Hacker News new | ask | show | jobs
by lopatin 595 days ago
I think the competition for the future is between DuckDB and Polars. Will we stick with the DataFrame model, made feasible by Polars's lazy execution, or will we go with in-process SQL a la DuckDB? Personally I've been using DuckDB because I already know SQL (and DuckDB provides persistence if I need it) and don't want to learn a new DataFrame DSL but I'd love to hear other the experience of other people.
4 comments

I’d recommend using the polars SQL context manager if wanting to defer learning how to do everything through their API. The API is a big enough shift from pandas it took me a minute to figure out but I really enjoy having the choice to stay in dataframe methods or switch to SQL only transformations. It has global state too if that’s needed. I like that it isn’t a RDBMS but provides all of the SQL I use.

https://docs.pola.rs/api/python/stable/reference/sql/python_...

https://docs.pola.rs/api/python/stable/reference/sql/python_...

I really like the dataframe approach. I think it’s because I like REPL-driven-development where I can drop into the REPL and work through how to transform the data interactively.

To be fair, it can nearly always be done in SQL also (unless it’s ML or some Python-specific thing like that), but the SQL with nested queries and numerous CTEs is harder for me to wrap my brain around.

If I were betting, I’d pick DuckDB, because DuckDB seems more able to implement something Polars-like, than Polars is to implement something DuckDB-like.

I'm with you.

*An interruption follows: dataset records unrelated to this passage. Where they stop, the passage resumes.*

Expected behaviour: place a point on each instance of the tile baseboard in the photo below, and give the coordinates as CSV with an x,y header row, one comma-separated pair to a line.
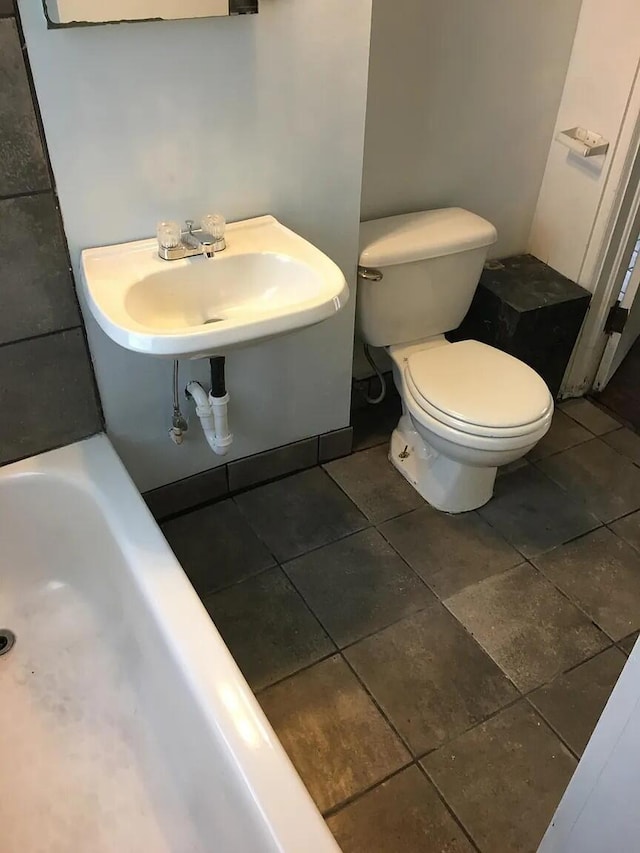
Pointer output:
x,y
217,483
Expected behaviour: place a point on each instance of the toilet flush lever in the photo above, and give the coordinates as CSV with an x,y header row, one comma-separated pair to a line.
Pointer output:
x,y
369,274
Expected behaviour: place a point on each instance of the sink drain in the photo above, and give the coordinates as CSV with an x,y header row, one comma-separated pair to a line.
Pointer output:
x,y
7,639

I also like the IDE niceties like autocomplete and docs on hover that don't really work on SQL
I'm hoping someone writes a Python LSP that understands DuckDB SQL.

I use DuckDB and I typically write correct SQL, but having LSP assistance would greatly enhance my quality of life.

I've written a fair bit of PySpark code and Polars's syntax feels fairly similar, but it also offers a limited SQL dialect.
Although only experimental and probably off topic to the discussion, it's worth mentioning DuckDB also provides a Spark API implementation.

https://duckdb.org/docs/api/python/spark_api

And while on the subject of syntax, duckdb also has function chaining

https://duckdb.org/docs/sql/functions/overview.html#function...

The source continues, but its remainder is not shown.